You also need to keep your clients secure, but you wanted to do that
anyways.

> >Also, the most difficult part of configuring host-based userauth is
> >gathering all the trusted client host keys and making them available to
> >all the servers.
> >  
> Yep. I'm working all of that out now also. I know how to distribute it 
> once I collect it, but collecting it is the hard part.
> Not to mention since many of my machines get re-installed often I've 
> have to either re-install the old keys, or re-collect any new ones 
> automatically. I think I have that sorted out too though.

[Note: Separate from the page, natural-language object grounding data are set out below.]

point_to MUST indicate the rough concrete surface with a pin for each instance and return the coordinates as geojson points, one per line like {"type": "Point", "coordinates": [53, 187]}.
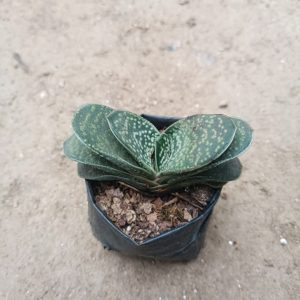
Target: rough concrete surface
{"type": "Point", "coordinates": [161, 57]}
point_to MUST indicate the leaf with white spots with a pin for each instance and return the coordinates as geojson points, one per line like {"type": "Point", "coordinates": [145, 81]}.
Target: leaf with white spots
{"type": "Point", "coordinates": [92, 173]}
{"type": "Point", "coordinates": [136, 134]}
{"type": "Point", "coordinates": [77, 151]}
{"type": "Point", "coordinates": [91, 128]}
{"type": "Point", "coordinates": [217, 177]}
{"type": "Point", "coordinates": [241, 142]}
{"type": "Point", "coordinates": [193, 142]}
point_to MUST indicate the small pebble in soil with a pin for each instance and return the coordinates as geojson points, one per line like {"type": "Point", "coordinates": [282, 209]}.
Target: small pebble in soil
{"type": "Point", "coordinates": [223, 104]}
{"type": "Point", "coordinates": [142, 217]}
{"type": "Point", "coordinates": [283, 242]}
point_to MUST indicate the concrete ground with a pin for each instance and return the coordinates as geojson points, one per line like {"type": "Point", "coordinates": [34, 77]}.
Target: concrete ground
{"type": "Point", "coordinates": [176, 57]}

The SSHv2 w/ GSS-API stuff really helps here.  It'd be great if we could
make ssh-keyscan support fast scanning with GSS-API for host
authentication!  (Unfortunately there's no async version of
gss_init_sec_context(), so we'd need lots of threads, but then, the
mech_krb5 ccache stuff is *far* from MT-hot, so the whole thing would go
slow.)

> It wasn't really the Sun docs, but the other things I found on the web 
> that seemed to imply it was less secure, and that you might be taking a 
> risk using it. I just wasn't able to find any discussion of what those 
> risks were, when it might be ok to take those risks, and what other 
> steps could be taken to minimize those risks.

Like I said: it has a different threat model.  You choose whether that
model applies to your environment (sounds like it does).

> >So that what you posted will work for SSHv2.
> 
> Yep I knew those were only v2. And I knew the others I'd discovered were 
> only v1 (RSAHostbasedAuthentication or something like that.)  I was 

IgnoreRhosts is for v1 and v2.  RSAHostbasedAuthentication is for v1
only.

> asking if there were any other options I had missed that affect 
> HostbasedAuthentication that you or other experts might recommend I add 
> to the list above?

See the ones I mentioned in my other reply to you just now.